A Devotional Journey
  led by Dr. Gene Pearson
Thru the Bible in a Year
Genesis 15-17
January 7                               
 
          Now we come to one of the most important Old Testament passages, known as the cutting of the covenant (15:1-21). In a vision God reconfirms His promise to bless Abram and make him the father of a great nation. The ceremony commemorated involves taking an animal as a sacrifice, killing it and then cutting it in half. The two parts are placed on opposite sides of a path and the covenantor walks between them with the vow “May this happen to me if I don’t keep this covenant.”
          Over the years, the animal was no longer considered essential, but the nature of covenants was always considered both sacred and binding, whether in marriage or a business agreement. In the case of Abram, and of everyone married in a church or ordained to ministry, God is the guarantor of the covenant.
          The impatience of childless Sarah (and probably of Abram as well) leads to the application of a custom well-known at the time but strange to us now:  Sarah’s maid becomes her surrogate and bears Abram a child. This creates no end of problems. Initially domestic, in the long run they carry on into our own day, as Ishmael is considered the ancestor of the Arabs and his descendants were always to be at odds with those of Isaac, Abram and Sarah’s true son (see Genesis 25:12-18).
          For a third time in Genesis 17, God renews His covenant with Abram, the sign of which is to be circumcision. The symbol ties into the future generations of Abram and binds him in the most personal way to God and His plan. At this time Abram’s name is changed to Abraham to further signify his position (17:5).
 
          How seriously do you take your promises?  Did you realize that your marriage is established (at least in any church wedding between Christians) by a covenant witnessed to by God?  That doen’t mean there could never be a circumstance in which a marriage might end, but it does mean it would have to be a very compelling circumstance. Certainly it is far better if someone else breaks a covenant than if we do.

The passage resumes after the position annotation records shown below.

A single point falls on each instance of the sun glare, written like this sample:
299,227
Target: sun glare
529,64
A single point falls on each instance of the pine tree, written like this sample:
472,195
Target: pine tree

          Do you realize that in accepting Jesus Christ as Savior and Lord, you made a covenant with God?  It is essentially the same as Abram’s:  God says, “I will be your only God, blessing you in many ways, and you will obey me and always do what is right.”  (16:1). Do you start each day thinking about your relationship with God?
          Circumcision is no longer the sign of God’s covenant; baptism is. Ths is a sign which applies not only to men but to women as well and in that one fact symbolizes the inclusiveness of God’s promises and plan for all His people.